In the first century, pagan temples were the mega-churches of the day. They had the religious mass market all sewn up. But by placing Christian worship practices in the home, the early church also placed worship in the domain of women. It’s no accident that many of the church leaders named by Paul and Acts were women. We know that churches met in the homes of Nympha and Prisca and Aquila, and that leaders like Chloe and Phoebe had significant clout. In the same way, modern house churches blur the line between professional clergy and lay leadership. Leadership in house churches is less hierarchical and more egalitarian.
We also know these first-century house churches bucked the cultural trend of social stratification. People who ate at the same table were like members of the same family, and they even claimed that distinctions between Jew and Gentile, slave and free, male and female fell away in their oneness in Christ. Today, it is still more likely that people of different races and social circles will rub elbows at a dining table than in a sanctuary.

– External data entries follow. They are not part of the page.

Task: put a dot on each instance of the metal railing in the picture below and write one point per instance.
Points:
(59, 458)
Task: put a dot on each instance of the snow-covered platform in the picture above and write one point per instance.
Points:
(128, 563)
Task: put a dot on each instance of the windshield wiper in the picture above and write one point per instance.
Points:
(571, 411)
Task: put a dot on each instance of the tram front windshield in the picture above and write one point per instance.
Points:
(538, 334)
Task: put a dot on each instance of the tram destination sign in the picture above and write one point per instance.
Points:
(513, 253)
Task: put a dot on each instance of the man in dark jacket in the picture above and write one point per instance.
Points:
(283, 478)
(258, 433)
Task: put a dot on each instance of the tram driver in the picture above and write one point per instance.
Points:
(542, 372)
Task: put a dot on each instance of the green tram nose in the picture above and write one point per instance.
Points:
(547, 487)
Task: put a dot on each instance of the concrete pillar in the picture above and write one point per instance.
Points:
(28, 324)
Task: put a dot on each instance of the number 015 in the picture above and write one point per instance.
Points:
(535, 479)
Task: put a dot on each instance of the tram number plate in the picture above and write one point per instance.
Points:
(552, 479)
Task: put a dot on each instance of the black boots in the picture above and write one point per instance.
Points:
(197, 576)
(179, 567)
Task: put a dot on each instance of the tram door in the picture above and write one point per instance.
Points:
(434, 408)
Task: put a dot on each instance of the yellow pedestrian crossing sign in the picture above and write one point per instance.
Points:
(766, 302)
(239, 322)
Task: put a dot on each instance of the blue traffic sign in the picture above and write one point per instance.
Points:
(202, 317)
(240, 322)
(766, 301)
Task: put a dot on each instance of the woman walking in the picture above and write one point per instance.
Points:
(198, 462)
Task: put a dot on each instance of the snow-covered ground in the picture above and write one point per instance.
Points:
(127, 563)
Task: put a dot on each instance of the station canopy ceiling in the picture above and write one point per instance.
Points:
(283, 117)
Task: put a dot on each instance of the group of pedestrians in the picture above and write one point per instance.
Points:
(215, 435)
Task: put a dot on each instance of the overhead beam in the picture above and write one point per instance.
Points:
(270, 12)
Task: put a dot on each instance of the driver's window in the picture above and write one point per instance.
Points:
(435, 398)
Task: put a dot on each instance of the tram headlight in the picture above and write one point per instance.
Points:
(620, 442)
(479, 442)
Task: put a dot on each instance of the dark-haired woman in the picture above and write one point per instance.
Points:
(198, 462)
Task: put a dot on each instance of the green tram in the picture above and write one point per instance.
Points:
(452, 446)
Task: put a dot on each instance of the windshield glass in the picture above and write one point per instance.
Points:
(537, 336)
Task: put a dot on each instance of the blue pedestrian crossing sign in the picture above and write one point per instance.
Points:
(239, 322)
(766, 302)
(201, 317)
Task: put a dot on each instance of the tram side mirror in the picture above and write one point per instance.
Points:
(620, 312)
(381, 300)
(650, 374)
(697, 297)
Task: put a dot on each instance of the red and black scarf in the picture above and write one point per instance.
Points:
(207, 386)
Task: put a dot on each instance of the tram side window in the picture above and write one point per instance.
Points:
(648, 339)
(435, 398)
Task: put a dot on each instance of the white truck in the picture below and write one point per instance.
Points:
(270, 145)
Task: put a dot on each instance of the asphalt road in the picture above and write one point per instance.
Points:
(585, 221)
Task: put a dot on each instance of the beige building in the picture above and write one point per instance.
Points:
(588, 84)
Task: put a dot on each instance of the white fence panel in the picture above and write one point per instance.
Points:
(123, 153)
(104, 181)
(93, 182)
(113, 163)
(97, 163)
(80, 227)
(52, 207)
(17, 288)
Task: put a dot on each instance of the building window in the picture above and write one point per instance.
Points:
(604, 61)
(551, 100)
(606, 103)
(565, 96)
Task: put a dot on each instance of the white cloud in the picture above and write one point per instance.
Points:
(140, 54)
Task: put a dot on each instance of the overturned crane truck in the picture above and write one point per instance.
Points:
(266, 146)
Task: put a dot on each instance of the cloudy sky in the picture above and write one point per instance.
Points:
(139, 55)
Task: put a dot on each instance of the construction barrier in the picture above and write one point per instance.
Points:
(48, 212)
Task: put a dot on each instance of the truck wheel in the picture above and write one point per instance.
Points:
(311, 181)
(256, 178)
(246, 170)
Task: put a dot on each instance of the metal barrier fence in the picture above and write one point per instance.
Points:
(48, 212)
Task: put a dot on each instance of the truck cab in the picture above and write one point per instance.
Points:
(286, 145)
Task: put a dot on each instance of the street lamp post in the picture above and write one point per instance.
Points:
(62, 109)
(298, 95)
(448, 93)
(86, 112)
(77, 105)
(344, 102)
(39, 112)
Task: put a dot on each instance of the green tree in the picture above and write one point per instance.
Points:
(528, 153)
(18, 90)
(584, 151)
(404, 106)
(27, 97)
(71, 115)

House churches also disrupted the economy. Members “shared all things in common.” Though our house churches are not communes, there is certainly a greater sense of sharing and intimacy. When someone has a need, the community moves to assist, often before the pastor ever hears of it.
I do not mean to suggest house churches are a panacea for all the social ills that afflict the larger Church. Meeting in homes still means that we are confronted with the reality of wealth disparity and economic inequality created and sustained by capitalism, sexism, and white supremacy. A house church can be just as much of a social bubble as a conventional church. Toxic small-church ways thinking are always a danger.
But the fact that house churches can be rapidly deployed, formed around the indigenous culture, and imbued with good DNA means that they can disrupt church-as-usual with truly transformative lay leadership. It does not require a quarter-million dollars, a full-time professional clergy person, and a parcel of land to start a church. And in the uncharted waters into which Methodism is sailing, I believe it gives us the power to reach more of our society with Good News for All People.